Finding Fiddy: Determined to Finish What I Started
I went into Week 6 of swim lessons knowing it was crunch time. I gave myself eight weeks to learn to swim and I only had three more lessons to do it. The only thing standing between me and my goal was a tall, sturdy wall called side breathing.
I barely started working on side breathing the week before, but since I swallowed more water than air, I asked Kathleen if it was because I was rushing it or if it was because I wasn't rotating my body enough. She said it was probably both and explained that your body is on a sort of axis when swimming, so you have to learn to realign it when you rotate so you can grab a breath and keep your hips up.
To help improve my rotation, Kathleen had me try a drill in which I went forward on my belly for a few kicks, turned onto my back for a few kicks, then turned onto my belly again. I failed miserably the first time — "It usually takes someone four tries to get a drill right," she said — but the third time was the charm.
I worked on that drill for the rest of the lesson, going farther down the lane each time. I called it a day as soon as my lesson ended because my quad still wasn't anywhere near 100%.
I was back at the pool the next weekend for my seventh lesson. With my quad still on the mend, Kathleen had me wear fins to keep my legs from working too hard. She had me start with a freestyle swim to work on my side breathing, but I made no progress there. I told her I felt like I was too low in the water, so she brought out her video camera so that I could see what she saw.
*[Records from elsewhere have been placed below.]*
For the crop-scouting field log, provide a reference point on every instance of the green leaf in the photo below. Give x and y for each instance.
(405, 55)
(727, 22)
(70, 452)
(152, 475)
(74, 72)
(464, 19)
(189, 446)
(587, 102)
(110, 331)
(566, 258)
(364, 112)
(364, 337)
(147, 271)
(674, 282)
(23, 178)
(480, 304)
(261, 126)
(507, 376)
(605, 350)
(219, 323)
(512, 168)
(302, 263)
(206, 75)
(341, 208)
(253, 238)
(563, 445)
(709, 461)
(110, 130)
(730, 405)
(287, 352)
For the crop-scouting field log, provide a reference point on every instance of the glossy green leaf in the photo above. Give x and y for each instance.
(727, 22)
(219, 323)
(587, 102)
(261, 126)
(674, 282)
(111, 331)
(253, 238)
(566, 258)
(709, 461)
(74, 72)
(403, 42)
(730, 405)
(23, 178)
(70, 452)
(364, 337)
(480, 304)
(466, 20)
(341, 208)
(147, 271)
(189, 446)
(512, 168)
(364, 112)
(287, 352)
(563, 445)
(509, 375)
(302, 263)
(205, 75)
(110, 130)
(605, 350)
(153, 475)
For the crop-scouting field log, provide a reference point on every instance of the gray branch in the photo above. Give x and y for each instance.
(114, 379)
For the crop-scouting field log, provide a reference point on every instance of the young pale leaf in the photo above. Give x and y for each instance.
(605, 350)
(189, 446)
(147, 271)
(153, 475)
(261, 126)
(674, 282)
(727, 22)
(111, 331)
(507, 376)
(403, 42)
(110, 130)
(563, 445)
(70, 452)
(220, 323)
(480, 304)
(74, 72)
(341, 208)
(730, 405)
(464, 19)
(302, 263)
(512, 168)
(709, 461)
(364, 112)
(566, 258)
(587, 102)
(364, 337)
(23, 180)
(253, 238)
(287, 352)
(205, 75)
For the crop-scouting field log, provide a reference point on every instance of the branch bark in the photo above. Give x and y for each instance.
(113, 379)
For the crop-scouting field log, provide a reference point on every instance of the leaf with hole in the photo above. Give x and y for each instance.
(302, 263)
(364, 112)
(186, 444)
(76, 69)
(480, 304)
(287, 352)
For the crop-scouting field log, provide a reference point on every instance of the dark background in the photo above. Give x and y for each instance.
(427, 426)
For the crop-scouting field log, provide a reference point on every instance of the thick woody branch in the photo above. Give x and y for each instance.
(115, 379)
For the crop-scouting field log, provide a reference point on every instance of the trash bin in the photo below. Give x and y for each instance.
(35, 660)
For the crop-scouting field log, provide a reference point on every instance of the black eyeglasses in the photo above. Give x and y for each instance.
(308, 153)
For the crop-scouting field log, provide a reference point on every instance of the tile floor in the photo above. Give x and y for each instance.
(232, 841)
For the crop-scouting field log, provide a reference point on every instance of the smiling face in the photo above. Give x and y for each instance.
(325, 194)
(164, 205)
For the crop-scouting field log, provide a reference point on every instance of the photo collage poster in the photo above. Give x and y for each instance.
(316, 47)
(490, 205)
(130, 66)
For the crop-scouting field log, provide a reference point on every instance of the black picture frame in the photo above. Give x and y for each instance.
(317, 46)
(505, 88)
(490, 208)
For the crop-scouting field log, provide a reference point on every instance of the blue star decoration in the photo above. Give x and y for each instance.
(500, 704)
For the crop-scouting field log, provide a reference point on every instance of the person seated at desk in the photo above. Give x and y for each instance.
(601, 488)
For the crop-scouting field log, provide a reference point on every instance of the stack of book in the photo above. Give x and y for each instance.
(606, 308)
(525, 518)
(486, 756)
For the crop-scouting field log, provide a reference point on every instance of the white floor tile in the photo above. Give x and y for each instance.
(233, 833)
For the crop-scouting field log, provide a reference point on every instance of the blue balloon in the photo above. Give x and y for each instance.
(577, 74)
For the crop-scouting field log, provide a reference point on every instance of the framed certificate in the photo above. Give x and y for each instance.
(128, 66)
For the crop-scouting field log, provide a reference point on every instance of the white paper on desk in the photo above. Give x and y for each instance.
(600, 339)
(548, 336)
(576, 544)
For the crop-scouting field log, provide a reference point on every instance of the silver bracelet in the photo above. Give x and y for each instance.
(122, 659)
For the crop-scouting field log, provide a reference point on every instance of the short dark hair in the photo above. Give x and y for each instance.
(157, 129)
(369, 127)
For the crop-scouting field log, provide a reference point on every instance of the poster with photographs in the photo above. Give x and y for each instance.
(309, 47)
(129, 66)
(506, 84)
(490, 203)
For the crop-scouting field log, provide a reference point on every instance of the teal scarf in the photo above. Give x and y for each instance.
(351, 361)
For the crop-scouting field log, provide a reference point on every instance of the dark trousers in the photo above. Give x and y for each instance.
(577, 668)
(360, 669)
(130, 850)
After watching the footage, Kathleen determined that I'm where I should be, but that the problem is that my right arm shortens when I go to take a breath. She told me to start my rotation earlier in the stroke, but most importantly to slow things down to remain in control.
We focused on fixing those two issues for most of what was left of the lesson, and decided to end with underwater swims to help me learn how to press into the water and understand the role that head and body positioning plays in swimming.
I stayed for an extra 20 minutes afterwards to work on side breathing. Kathleen, who was still in the pool working with another client, noticed that one of my swims was exceptionally good.
"That was magnificent," she said, even though I confessed that I swam the entire lap without taking a breath, made possible by the fins. "It's OK. Your body was long and your strokes were perfect and under control."
That boosted my confidence, so I exited to pool before it all went downhill.
Left: My eighth and final lesson at ClubSport San Jose. Right: I liked swimming with fins so much that I decided to buy my own pair.
For my eighth and final lesson, Kathleen shifted the focus to feeling more relaxed and confident on my back. She had me grab a kickboard and told me to gently rest my hands on it to keep my body up, and to kick as if I was showing off my pedicure. I kept sinking, so she held me up until I got the hang of it. The funny thing is that the only support she gave me was putting her fingers under my feet, but apparently that was enough contact to fool me into thinking she was actually keeping me afloat. Kathleen also pointed out that I was so tense, I resembled a rooster with its chest puffed up.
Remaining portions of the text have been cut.